Achatina fulica

Un article de Wikipédia, l'encyclopédie libre.
Aller à : navigation, rechercher

L'Escargot géant africain, Achatine ou Achatine foulque (Achatina fulica, syn. Lissachatina fulica), est un grand escargot dont les adultes mesurent en général environ 8 cm de long mais peuvent dépasser les 20 cm pour un poids allant jusqu'à 1 500 g.

Achatina fulica est la seule espèce du genre Achatina selon la plupart des classifications classiques mais les classifications phylogénétiques placent une trentaine d'espèces dans ce genre, ainsi qu'un sous-genre : Lissachatina[1].

Description[modifier | modifier le code]

Sa coquille brune avec des marques transversales plus sombres est de forme conique et est deux fois plus haute que large.

Cet escargot est herbivore polyphage, c'est-à-dire qu'il est peu exigeant en matière de végétaux consommés. Il peut se reproduire 6 à 7 fois par an à raison de 200 œufs pondus à chaque fois (avec un taux de survie de 90 %). Il devient adulte en six mois et vit en général un an et demi, cependant certains individus ont été maintenus vivant six ans en élevage.

Originaire d'Afrique, l'espèce a été largement introduite en Asie, dans les Antilles, dans les îles du Pacifique et de l'Océan Indien où sa taille et son taux de reproduction important ont rapidement posé problème en l'absence de prédateurs naturels : outre les dégâts qu'une population incontrôlée peut faire subir aux cultures, Achatina fulica pose aussi un problème de santé publique, étant le vecteur de parasites et d'agents pathogènes dont certains peuvent toucher les êtres humains.

Parmi les mesures prises afin de contrôler les populations d'escargot géant africain, la lutte biologique par l'introduction d'espèces d'escargots prédatrices (comme le Euglandina rosea) et de vers plats s'est montrée relativement inefficace et a parfois eu des conséquences dramatiques sur des populations d'autres escargots autochtones.

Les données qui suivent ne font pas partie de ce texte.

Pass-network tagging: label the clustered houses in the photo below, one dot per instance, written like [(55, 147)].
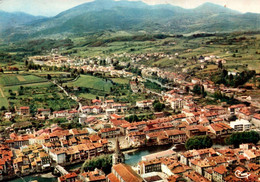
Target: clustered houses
[(204, 165), (38, 152), (29, 151)]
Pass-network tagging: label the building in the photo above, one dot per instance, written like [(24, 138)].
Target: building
[(256, 120), (24, 111), (118, 156), (123, 173), (241, 125), (93, 176), (70, 177)]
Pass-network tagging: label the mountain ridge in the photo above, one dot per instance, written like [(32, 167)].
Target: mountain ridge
[(103, 15)]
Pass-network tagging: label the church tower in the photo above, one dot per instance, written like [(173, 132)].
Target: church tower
[(118, 156)]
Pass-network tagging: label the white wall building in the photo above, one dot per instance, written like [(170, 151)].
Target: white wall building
[(241, 125)]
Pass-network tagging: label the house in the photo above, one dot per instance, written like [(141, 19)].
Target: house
[(176, 103), (96, 102), (109, 132), (58, 155), (123, 173), (149, 166), (245, 113), (177, 136), (235, 108), (194, 154), (60, 114), (191, 176), (24, 111), (44, 112), (219, 173), (256, 120), (195, 130), (8, 115), (144, 104), (220, 129), (93, 176), (70, 177), (241, 125)]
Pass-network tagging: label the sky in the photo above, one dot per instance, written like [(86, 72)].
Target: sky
[(53, 7)]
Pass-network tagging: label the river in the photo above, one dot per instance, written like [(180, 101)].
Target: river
[(131, 158)]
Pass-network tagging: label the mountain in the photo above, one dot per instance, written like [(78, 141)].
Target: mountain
[(11, 20), (102, 15)]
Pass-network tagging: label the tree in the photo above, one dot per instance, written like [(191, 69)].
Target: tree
[(49, 77), (132, 118), (158, 107), (196, 89), (198, 142), (103, 162)]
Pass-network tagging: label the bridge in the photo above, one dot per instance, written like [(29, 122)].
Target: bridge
[(61, 170)]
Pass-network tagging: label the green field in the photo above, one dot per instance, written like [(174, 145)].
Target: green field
[(17, 79), (92, 82), (40, 95), (120, 80)]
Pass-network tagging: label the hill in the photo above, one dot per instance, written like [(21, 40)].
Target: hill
[(12, 20), (103, 15)]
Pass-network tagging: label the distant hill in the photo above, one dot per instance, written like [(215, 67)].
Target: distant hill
[(11, 20), (102, 15)]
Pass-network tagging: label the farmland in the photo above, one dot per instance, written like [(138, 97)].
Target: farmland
[(92, 82), (12, 79)]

Extension de l'habitat[modifier | modifier le code]

Son habitat d'origine est l'Est de l'Afrique, surtout le Kenya et la Tanzanie. Aujourd'hui, on le trouve dans presque toutes les régions tropicales et humides du globe où il a été introduit parfois de façon volontaire, souvent involontairement. Il est capable de survivre dans des habitats variés comme les terres agricoles, les côtes, les terrains vagues, les forêts naturelles, les aires urbaines ou les zones humides. Il est actif la nuit et se réfugie dans la terre durant la journée.

Des mesures de quarantaine prise à son égard ont permis d'intercepter de nombreuses importations de cette espèce, notamment sur le sol des États-Unis. Cependant, une mode est apparue récemment de posséder cette espèce comme animal de compagnie bien que ce soit illégal dans plusieurs pays, dont les États-Unis.

Entre septembre 2011 et janvier 2012, 35 000 Achatina fulica ont été répertoriés dans la région de Miami. Le mollusque avait déjà envahi par le passé Miami ainsi que la Guadeloupe, la Martinique et d’autres pays des Caraïbes. La première irruption de l'espèce daterait selon l'AFP de 1966, lorsqu'un adolescent a ramené dans ses valises trois de ces escargots. Sa grand-mère les aurait libérés dans la nature. De ces trois spécimens naquirent 18 000 rejetons, qu’il fallut, à l'époque, neuf ans et un million de dollars pour les éradiquer[2].

Risques de santé publique[modifier | modifier le code]

L'escargot géant africain est un des vecteurs du nématode Angiostrongylus cantonensis, le ver rond responsable de la méningo-encéphalite éosinophilique chez les humains, dont l'expansion correspond à celle de l'escargot. (D'autres espèces d'escargots introduits dans les régions tropicales transmettant également ce parasite.)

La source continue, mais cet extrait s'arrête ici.